Growing up: your place isn't inside someone else


Right.
Hello.

I was so excited to tell you guys about the Internal Family Systems Model (IFS), also known as the psychology thingo I bring up in conversation a least 12 times a day.

It has the least sexy name ever so you're maybe not that intrigued about it so that's why I have to say it has the potential to CHANGE THE WAY YOU SEE YOURSELF AND OTHER PEOPLE (incl Putin). FOREVER.

However. It's 10pm, and I want to stick to my midnight deadline hence I will save that for next week and instead share two poems with you today.

The second one you may have heard before. I most recently heard it recited, line by line, with passion and intensity by Chris Eubank (British former professional boxer) at a Cambridge Union event. This was after he asked us to each remove our masks and proceeded to stare deeply into our souls one by one. It was fkn intense. Interesting cat. Should def get him on the podcast...

The first poem - I heard on TikTok earlier today.
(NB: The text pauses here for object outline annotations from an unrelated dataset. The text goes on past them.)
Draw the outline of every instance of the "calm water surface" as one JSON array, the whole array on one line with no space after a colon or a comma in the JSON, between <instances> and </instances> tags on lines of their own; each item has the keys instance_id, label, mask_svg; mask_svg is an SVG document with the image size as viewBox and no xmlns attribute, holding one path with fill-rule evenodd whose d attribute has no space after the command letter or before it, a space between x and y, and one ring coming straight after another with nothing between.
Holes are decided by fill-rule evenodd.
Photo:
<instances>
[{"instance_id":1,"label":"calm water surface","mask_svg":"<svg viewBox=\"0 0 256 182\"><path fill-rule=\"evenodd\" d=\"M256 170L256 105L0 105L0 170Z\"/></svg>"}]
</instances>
Damn I thought I'd discovered some unknown poet but looking at her bio now apparently she's a big deal in the poetry world (I know nothing about poetry if that's not already obvious):

Sarah Kay, born 1988 in New York City, has been writing and performing Spoken Word poems since she was just 13. She came to fame in 2006 when she was a guest on HBO‘s “Russell Simmons presents Def Poetry Jam” and was also the youngest poet in the National Poetry Slam. Since then Kay has been presenting her work on stages and in classrooms all over the world. Her 2011 TED Talk has been watched online more than 7 million times. Sarah Kay has a master’s degree in The Art of Teaching from Brown University and an honorary doctorate in Humane Letters from Grinnell College. Her first book, B, reached No. 1 in Amazon’s “Poetry Book” category.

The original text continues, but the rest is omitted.